Designing Global Empowerment? Activist Self-Narratives in Culturally Mixed Settings

Harrer Sabine
2019 DiGRA '19 - Proceedings of the 2019 DiGRA International Conference: Game, Play and the Emerging Ludo-Mix

This paper reviews the experiences of game workshop facilitators in a culturally mixed activist setting based on narrative interviews with representatives of the Game Girl Workshop (GGW), a Denmark-based feminist initiative established in 2010. By identifying emergent themes and concerns in the organizers’ self-narratives, this study aims to unpack some current challenges activists from the Global North face when working towards empowerment in cross-cultural educational settings. Crucially, what can be experienced as "empowering" differs depending on cultural factors. This study looks at the practices and narratives GGW activists have developed in response to this intercultural challenge. The focus on workshop organizers’ narratives is motivated by two opposed ambitions. The first ambition is to honor and acknowledge the facilitators' activist experience and tacit knowledges which have allowed them to follow through with their aspirational, mostly voluntary work in the games field. The second ambition, conversely, is to identify and redress some problematic assumptions surfacing in the facilitators’ self-narratives as popular, yet potentially harmful stereotypes about Eurocentric entitlement and the Global South. By balancing these two ambitions, this study aims to validate the previous work GGW and other western feminist initiatives have done to change the status quo of game making, while identifying Eurocentrism and western entitlement as persistent myths to be resolved by current and future activists.
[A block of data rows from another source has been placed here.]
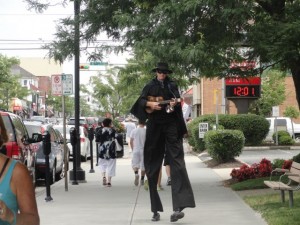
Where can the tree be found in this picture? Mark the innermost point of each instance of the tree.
(202, 37)
(10, 86)
(291, 112)
(56, 103)
(111, 95)
(273, 93)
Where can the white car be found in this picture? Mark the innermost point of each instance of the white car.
(84, 141)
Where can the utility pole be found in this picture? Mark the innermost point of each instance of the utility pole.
(80, 173)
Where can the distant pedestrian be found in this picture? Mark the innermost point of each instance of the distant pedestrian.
(129, 126)
(186, 109)
(107, 152)
(137, 142)
(17, 197)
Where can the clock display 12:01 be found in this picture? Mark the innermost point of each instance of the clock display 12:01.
(250, 91)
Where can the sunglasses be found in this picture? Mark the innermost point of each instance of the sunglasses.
(162, 71)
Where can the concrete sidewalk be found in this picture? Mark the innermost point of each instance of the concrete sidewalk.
(124, 203)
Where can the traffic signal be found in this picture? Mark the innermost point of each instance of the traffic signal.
(84, 67)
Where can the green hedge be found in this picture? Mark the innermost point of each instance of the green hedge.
(224, 145)
(255, 128)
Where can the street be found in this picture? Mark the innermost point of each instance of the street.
(255, 156)
(248, 156)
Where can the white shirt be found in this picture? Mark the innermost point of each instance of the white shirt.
(130, 126)
(139, 136)
(186, 110)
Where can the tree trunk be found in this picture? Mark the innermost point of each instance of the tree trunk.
(296, 77)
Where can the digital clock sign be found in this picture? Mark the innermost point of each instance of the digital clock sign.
(242, 87)
(243, 91)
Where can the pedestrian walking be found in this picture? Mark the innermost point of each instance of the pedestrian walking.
(165, 130)
(17, 197)
(137, 142)
(107, 152)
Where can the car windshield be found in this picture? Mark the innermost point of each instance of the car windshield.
(33, 129)
(9, 128)
(72, 122)
(61, 129)
(39, 118)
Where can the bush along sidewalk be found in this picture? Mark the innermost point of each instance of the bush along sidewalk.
(252, 177)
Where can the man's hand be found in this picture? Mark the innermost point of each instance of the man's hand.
(154, 105)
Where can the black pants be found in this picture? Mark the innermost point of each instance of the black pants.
(161, 137)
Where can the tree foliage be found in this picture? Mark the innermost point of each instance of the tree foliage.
(10, 86)
(197, 36)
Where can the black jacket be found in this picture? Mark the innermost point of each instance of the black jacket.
(168, 90)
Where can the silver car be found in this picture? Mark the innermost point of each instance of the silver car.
(84, 141)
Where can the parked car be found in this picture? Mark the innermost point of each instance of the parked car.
(92, 122)
(18, 146)
(282, 123)
(84, 141)
(56, 156)
(40, 118)
(82, 122)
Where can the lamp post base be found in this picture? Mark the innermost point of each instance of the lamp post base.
(80, 175)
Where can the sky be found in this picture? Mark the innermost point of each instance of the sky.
(23, 32)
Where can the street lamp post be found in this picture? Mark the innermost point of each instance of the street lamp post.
(37, 102)
(46, 114)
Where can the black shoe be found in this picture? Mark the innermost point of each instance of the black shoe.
(155, 217)
(176, 216)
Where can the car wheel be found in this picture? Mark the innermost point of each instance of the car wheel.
(84, 158)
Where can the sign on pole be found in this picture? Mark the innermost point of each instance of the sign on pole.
(203, 127)
(67, 84)
(56, 84)
(275, 111)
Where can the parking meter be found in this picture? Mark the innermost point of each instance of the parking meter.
(91, 133)
(73, 140)
(46, 144)
(73, 137)
(47, 151)
(98, 132)
(91, 138)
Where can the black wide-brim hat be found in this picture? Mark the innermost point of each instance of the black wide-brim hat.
(163, 67)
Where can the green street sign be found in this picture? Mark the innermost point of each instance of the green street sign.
(96, 63)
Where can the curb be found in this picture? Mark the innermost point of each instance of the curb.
(271, 148)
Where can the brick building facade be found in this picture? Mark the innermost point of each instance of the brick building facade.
(209, 93)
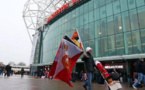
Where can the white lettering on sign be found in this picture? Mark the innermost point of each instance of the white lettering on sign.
(116, 66)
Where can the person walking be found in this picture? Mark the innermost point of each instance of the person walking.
(89, 65)
(139, 70)
(22, 72)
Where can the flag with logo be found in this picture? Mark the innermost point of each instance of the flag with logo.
(68, 52)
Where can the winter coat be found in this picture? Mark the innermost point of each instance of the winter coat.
(89, 62)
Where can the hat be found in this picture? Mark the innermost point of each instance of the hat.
(88, 49)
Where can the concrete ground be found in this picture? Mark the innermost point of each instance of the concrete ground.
(15, 82)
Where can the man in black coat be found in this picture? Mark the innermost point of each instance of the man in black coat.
(89, 65)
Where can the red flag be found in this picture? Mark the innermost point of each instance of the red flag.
(77, 40)
(67, 54)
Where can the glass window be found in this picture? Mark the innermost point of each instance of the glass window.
(103, 27)
(86, 18)
(108, 1)
(92, 45)
(102, 2)
(109, 9)
(140, 3)
(77, 12)
(92, 30)
(133, 19)
(91, 16)
(143, 40)
(96, 47)
(128, 43)
(86, 9)
(103, 47)
(97, 29)
(91, 5)
(86, 32)
(110, 25)
(96, 14)
(81, 10)
(81, 32)
(102, 12)
(117, 23)
(136, 41)
(131, 4)
(111, 45)
(116, 6)
(81, 20)
(77, 21)
(96, 3)
(125, 21)
(124, 6)
(119, 44)
(141, 16)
Inviting Grief into Games: The Game Design Process as Personal Dialogue

Harrer Sabine Schoenau-Fog Henrik
2015 DiGRA '15 - Proceedings of the 2015 DiGRA International Conference

This paper investigates how designers might initiate a dialogue with underrepresented groups, infusing design with individuals’ personal stories and imaginations. It does so alongside the example of Jocoi, a game aiming at mediating the experience of loss and grief over a dead baby. Apart from being a taboo subject in general, there is no explanation for the absence of this fairly common experience in games. Drawing on the emotional worlds and tastes of individuals identifying as bereft parents, Jocoi involved a collaboration with an Austrian self-help group for affected parents. The stories of four informants then served as an initial orientation point marking out the direction of our ensuing game design process. Working out central themes, needs and concerns conveyed by the group, the aim was to address some of their emotional challenges appropriately through a game such as 벳무브 코드. The paper first presents a rationale for the chosen method of collaboration. Most importantly, we embrace a paradigmatic shift from game design as the production of meaning and emotion towards game design as facilitation or mediation. The second section will zoom in to the concrete tools and stages we used in our our facilitation process with Jocoi. It will trace key moments in moving from kick-off workshop to the final game. Finally, the ensuing discussion will highlight learnings for a broader understanding of introducing diversity into games. The question of appropriateness seems to be of particular importance for game designers. It is a matter of maintaining a balance between active listening and autonomous creative practice. The project is part of an ongoing PhD project on loss and grief in games.